Q: What inspired you to write A Long Time Dead, and how did you create your character Poppy?
A: I had been wanting to write something historical for a while, but I didn’t consider vampires until two other writers at my publisher approached me about it. Their idea was for us each to write a vampire novella and release them together.
As soon as they said vampire, I knew I wanted to go gothic romance. I love gothics, even though they scare the absolute shit out of me. I am a lifelong horror weenie, but something about gothic lit draws me in every time.
Poppy has a lot more of me in her than any of my other characters thus far. When the plan was to write a novella, the turnaround was tight, and I didn’t do much character sketching beforehand. A lot of Poppy is me, but me at 20, with my impulsive tendencies turned all the way up.
The story about Poppy needing to bring a friend to the bathroom with her after reading The Monk is pulled directly from my life—shoutout to my friend Jenn for being my late-night bathroom buddy! Poppy’s also got a lot of Michelle and Erin from Derry Girls in her. Maybe a touch of Orla, too.
Q: How would you describe the dynamic between Poppy and your character Roisin?
A: When I was 20, I followed a girl to Paris for love. It ended in disaster, of course, but that intense longing that feels exclusive to people who haven’t yet been emotionally devastated by love really informed the dynamic. I also wanted Roisin to be somewhat annoyed by Poppy, but more so annoyed that she was falling in love with Poppy. Like, “Seriously? With this person?”
Q: Did you need to do any research to write the novel, and if so, did you learn anything that especially surprised you?
A: I did so much research, oh my god. I’m sure I still got things wrong, and I kept some things intentionally anachronistic.
The most important thing that kept coming up throughout my research is that there were always queer people. The Cleveland Street scandal, the Bouton and Park case, and, of course, the Oscar Wilde trial really revealed a whole secondary society for queer and trans people in the Victorian era.
Especially with today’s politics, it was both gutting and bolstering to see that we’ve always been under attack, but we have always existed, and we always will.
Q: Did you know how the novel would end before you started writing it, or did you make many changes along the way?
A: I made so many changes. I knew it would have a happy ending—it’s a romance, after all—but the path swerved in some surprising directions. I landed in a more horror-ish space than I had initially intended. I had a lot of fun with the bloody, violent, slightly gruesome stuff. Let this be a lesson to all: don’t let being scared of everything stop you from scaring other people!

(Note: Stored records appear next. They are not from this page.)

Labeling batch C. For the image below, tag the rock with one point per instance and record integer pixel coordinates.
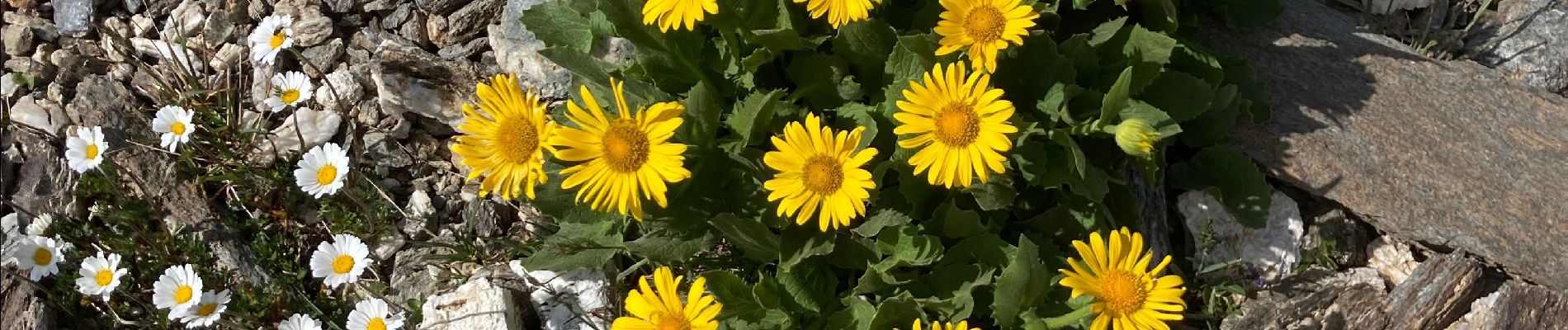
(186, 21)
(411, 80)
(41, 115)
(1523, 305)
(517, 52)
(465, 24)
(1416, 148)
(24, 307)
(1343, 238)
(17, 40)
(8, 85)
(1273, 251)
(1526, 38)
(313, 30)
(1315, 299)
(385, 152)
(339, 91)
(1479, 314)
(73, 16)
(1391, 260)
(573, 300)
(1435, 296)
(421, 213)
(313, 127)
(320, 59)
(474, 305)
(43, 30)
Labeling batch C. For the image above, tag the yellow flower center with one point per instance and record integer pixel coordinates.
(376, 324)
(342, 263)
(327, 176)
(517, 139)
(104, 277)
(43, 257)
(625, 146)
(1122, 293)
(182, 295)
(289, 96)
(956, 125)
(822, 174)
(278, 38)
(985, 24)
(670, 323)
(205, 309)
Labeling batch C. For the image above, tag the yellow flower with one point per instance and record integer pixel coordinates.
(625, 160)
(503, 138)
(1137, 136)
(819, 167)
(940, 326)
(839, 12)
(1126, 298)
(659, 307)
(985, 27)
(678, 13)
(961, 124)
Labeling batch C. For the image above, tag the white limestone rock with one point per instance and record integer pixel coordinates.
(1272, 251)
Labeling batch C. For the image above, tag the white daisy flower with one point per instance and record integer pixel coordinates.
(205, 312)
(177, 290)
(101, 276)
(374, 314)
(300, 323)
(85, 150)
(41, 255)
(176, 125)
(341, 262)
(322, 169)
(270, 38)
(289, 88)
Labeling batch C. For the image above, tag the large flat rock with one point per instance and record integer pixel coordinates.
(1446, 152)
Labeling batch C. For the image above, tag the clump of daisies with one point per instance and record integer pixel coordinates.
(289, 90)
(174, 124)
(40, 257)
(101, 276)
(341, 262)
(205, 312)
(85, 150)
(270, 38)
(322, 169)
(374, 314)
(177, 290)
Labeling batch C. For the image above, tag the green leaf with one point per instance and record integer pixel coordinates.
(734, 293)
(800, 244)
(1178, 94)
(1021, 285)
(878, 221)
(1212, 125)
(750, 235)
(958, 223)
(559, 26)
(866, 45)
(1230, 176)
(701, 116)
(1247, 15)
(1115, 99)
(895, 314)
(670, 246)
(753, 116)
(811, 286)
(905, 246)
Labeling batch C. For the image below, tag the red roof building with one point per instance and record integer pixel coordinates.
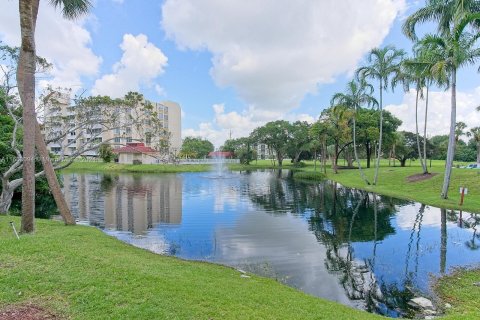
(137, 153)
(221, 154)
(134, 148)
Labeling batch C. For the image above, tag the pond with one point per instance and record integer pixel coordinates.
(363, 250)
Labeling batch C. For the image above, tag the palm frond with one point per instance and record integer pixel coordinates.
(72, 9)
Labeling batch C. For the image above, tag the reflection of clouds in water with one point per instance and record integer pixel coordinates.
(152, 242)
(432, 216)
(259, 238)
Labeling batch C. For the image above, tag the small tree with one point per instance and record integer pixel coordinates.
(105, 152)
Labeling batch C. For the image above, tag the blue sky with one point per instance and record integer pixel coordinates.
(232, 65)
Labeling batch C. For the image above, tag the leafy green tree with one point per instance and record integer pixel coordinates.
(193, 147)
(406, 147)
(242, 149)
(276, 135)
(299, 140)
(445, 13)
(383, 66)
(358, 94)
(416, 72)
(474, 133)
(440, 145)
(337, 121)
(367, 129)
(26, 87)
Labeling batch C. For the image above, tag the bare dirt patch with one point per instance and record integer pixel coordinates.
(420, 177)
(26, 312)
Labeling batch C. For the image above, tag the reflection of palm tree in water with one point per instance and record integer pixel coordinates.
(416, 228)
(443, 240)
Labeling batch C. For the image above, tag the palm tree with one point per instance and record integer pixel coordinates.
(357, 93)
(383, 65)
(444, 12)
(416, 71)
(26, 86)
(460, 130)
(451, 52)
(475, 134)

Q: What are you working on now?
A: I’m working on a 19th century New York romance inspired by Gallus Mag and Sadie the Goat, two possibly-apocryphal gangsters who got in a fight that cost one of them their ear. I’m also working on a Victorian spiritualist ghost romance that has some touches of the Noel Coward play Blithe Spirit.
Q: Anything else we should know?
A: I put a lot of my love for lesbian vampires in this book. I’m fascinated by the history of the lesbian vampire in books and on film. The more I learn, the more I want to write another lesbian vampire story. Maybe I’ll even bring back some A Long Time Dead characters!